Pues a esos les digo y les recomiendo -afirma san Pablo- que trabajen con tranquilidad para ganarse el pan. Trabajar es por tanto una obligación grave para un cristiano. Ya el libro del Génesis dice con claridad que el hombre fue creado para que trabajara. Y eso antes del pecado original. De ahí que el trabajo no sea un castigo derivado de ese pecado, sino algo que brota como una exigencia de la misma naturaleza humana. Por esto el no hacer nada es algo no sólo anticristiano, sino también antinatural. Por el contrario, el trabajo bien hecho dignifica al hombre, lo ennoblece, lo eleva a la categoría de colaborador de Dios.

4.- "El contestó: cuidado con que nadie os engañe..." (Lc 21, 8) Algunos ponderaban, y con razón, la belleza y suntuosidad de las construcciones del templo. Herodes quiso congraciarse con los judíos que le odiaban abierta e intensamente. Por eso no escatimó en gastos ni en tiempo. Quería demostrar lo indemostrable: que él era también un piadoso creyente en Yahvé, aun cuando no era hebreo sino idumeo. Los judíos nunca se lo creyeron aunque si reconocían la magnificencia de este hombre, el afán de asentarse en el trono sin olvidar que para ello era preciso hacer de la religión un recurso político más.
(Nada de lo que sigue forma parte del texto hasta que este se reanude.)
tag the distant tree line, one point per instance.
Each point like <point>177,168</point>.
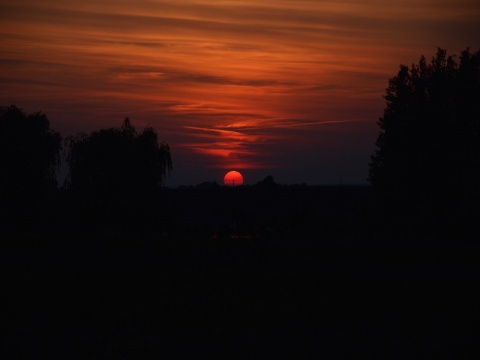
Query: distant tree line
<point>112,173</point>
<point>427,158</point>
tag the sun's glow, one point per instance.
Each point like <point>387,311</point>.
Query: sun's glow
<point>233,178</point>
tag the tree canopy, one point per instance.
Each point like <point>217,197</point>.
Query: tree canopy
<point>429,141</point>
<point>29,152</point>
<point>117,161</point>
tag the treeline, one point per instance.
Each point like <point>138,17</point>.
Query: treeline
<point>114,175</point>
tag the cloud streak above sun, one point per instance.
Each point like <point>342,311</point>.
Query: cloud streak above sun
<point>251,84</point>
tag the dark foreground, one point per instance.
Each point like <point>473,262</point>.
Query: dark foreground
<point>275,284</point>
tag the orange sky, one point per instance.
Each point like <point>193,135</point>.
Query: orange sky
<point>287,88</point>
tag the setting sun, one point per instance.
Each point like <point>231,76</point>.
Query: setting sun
<point>233,178</point>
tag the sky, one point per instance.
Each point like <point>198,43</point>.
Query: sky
<point>292,89</point>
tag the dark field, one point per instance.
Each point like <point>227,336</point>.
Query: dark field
<point>242,273</point>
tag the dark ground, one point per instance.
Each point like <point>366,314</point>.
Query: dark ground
<point>278,273</point>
Grandes piedras de corte herodiano, propio de la época de Augusto emperador, preparadas para su colocación. Los apóstoles se quedan asombrados y así lo expresan con toda sencillez delante del Maestro. Pero sus palabras no encontraron eco en el Señor. El sabe en qué quedará todo aquello dentro de no mucho tiempo. Sólo un montón de ruinas y un tramo de muro descarnado, donde los judíos se lamentarán por siglos. Todavía hoy se escuchan sus letanías dolientes en esos grupos de hebreos que llegan de todos los rincones del mundo, a llorar y verter allí tanto y tanto dolor como ha afligido a su pueblo a lo largo de la Historia.
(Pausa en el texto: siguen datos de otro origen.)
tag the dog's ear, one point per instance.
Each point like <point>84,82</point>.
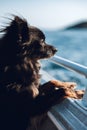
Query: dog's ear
<point>23,29</point>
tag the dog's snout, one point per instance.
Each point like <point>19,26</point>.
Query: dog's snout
<point>55,50</point>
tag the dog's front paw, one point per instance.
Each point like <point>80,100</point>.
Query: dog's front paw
<point>58,84</point>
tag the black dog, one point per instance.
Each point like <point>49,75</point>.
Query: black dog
<point>22,97</point>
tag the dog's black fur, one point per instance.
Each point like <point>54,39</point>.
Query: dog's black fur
<point>21,95</point>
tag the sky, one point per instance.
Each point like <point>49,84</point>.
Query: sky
<point>46,14</point>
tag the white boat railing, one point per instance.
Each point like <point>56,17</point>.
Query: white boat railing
<point>74,67</point>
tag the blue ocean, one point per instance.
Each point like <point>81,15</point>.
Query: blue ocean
<point>72,45</point>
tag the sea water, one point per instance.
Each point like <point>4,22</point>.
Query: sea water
<point>72,45</point>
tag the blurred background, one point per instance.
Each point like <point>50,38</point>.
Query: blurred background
<point>64,23</point>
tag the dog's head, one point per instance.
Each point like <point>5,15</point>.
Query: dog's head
<point>26,40</point>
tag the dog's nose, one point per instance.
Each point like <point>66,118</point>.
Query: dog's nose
<point>55,50</point>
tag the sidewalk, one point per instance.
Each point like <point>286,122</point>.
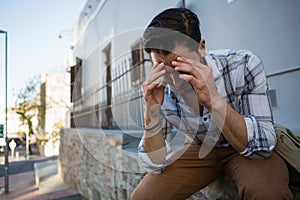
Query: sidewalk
<point>22,187</point>
<point>22,181</point>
El Señor entrevé la caída de Jerusalén, y también recuerda por unos momentos el fin del mundo. Esos momentos finales en los que surgirán falsos profetas y Mesías, proclamando ser los portadores de la salvación eterna. Jesús nos pone en guardia a todos. No vayáis tras de ellos, nos dice. No les creáis cuando afirmen que el fin está ya cerca. Habrá guerras y revoluciones, pero todavía no ha llegado el momento. Por eso hay que permanecer serenos, no dejarse llevar por el pánico, tener la confianza puesta en Dios que no nos abandonará en esos terribles momentos.
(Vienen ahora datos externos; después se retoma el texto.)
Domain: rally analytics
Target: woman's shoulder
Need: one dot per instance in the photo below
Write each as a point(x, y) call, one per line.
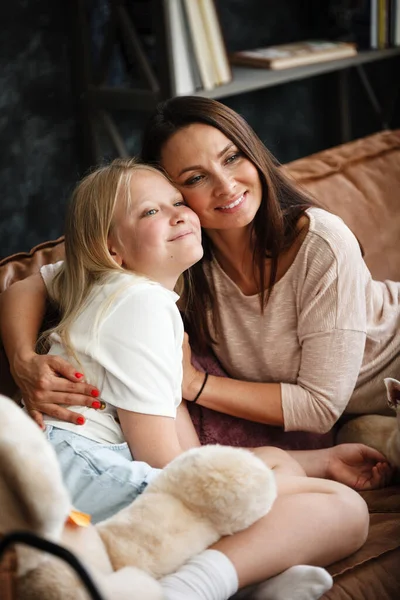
point(328, 231)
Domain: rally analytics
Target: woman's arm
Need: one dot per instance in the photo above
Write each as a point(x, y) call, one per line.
point(259, 402)
point(187, 435)
point(331, 333)
point(45, 381)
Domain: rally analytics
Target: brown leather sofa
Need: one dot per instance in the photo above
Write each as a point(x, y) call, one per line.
point(359, 181)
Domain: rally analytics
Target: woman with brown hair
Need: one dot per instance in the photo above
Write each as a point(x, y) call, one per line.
point(282, 296)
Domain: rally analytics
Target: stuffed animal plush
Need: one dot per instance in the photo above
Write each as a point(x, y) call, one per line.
point(379, 432)
point(202, 495)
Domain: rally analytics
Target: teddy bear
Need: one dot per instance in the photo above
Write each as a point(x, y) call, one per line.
point(378, 431)
point(203, 494)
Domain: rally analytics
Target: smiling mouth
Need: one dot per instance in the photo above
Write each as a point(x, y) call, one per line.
point(232, 204)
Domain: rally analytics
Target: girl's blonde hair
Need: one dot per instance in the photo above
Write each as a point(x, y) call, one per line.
point(89, 223)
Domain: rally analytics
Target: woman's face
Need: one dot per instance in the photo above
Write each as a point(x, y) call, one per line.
point(159, 236)
point(220, 184)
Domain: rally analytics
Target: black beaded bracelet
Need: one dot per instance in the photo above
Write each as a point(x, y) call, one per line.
point(201, 389)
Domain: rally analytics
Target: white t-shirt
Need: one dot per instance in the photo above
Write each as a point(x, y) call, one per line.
point(329, 333)
point(128, 340)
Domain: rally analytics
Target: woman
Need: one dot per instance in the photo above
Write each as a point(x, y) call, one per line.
point(282, 295)
point(129, 236)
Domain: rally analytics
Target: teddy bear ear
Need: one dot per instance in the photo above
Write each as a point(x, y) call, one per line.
point(392, 391)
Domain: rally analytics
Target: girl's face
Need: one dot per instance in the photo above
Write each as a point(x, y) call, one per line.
point(220, 184)
point(159, 236)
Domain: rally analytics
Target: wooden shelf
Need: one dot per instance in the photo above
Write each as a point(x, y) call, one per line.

De todos modos serán circunstancias terribles, situación que si se prolongase demasiado acabaría con todos. Pero por amor de los elegidos, dijo el Señor, aquellos días se acortarán. Por eso hay que guardar la calma y saber esperar. Es cierto que a veces la persecución puede desanimarnos. Sobre todo esa de que habla hoy el Señor, la persecución de nuestros propios seres queridos, la persecución de los nuestros, de esos que creen también en Jesús y predican como nosotros el amor y la comprensión para todos, incluso para los enemigos. Por una causa inconcebible, se volverán contra nosotros, nos mirarán con desprecio disimulado o abierto, nos excluirán, nos silenciarán, nos arrinconarán.

Hay que reaccionar con serenidad, pensar que Jesucristo ya lo había predicho antes de que ocurriera. Precisamente para que cuando ocurriese permaneciéramos tranquilos, sin responder con la misma moneda de odio y desprecio. El Señor nos defenderá, él nos protegerá y nos librará. Dios no nos olvida. Tan presente nos tiene, que ni un solo cabello de la cabeza caerá sin su beneplácito. Permanezcamos siempre fieles, convencidos de que mediante la paciencia ganaremos nuestras almas.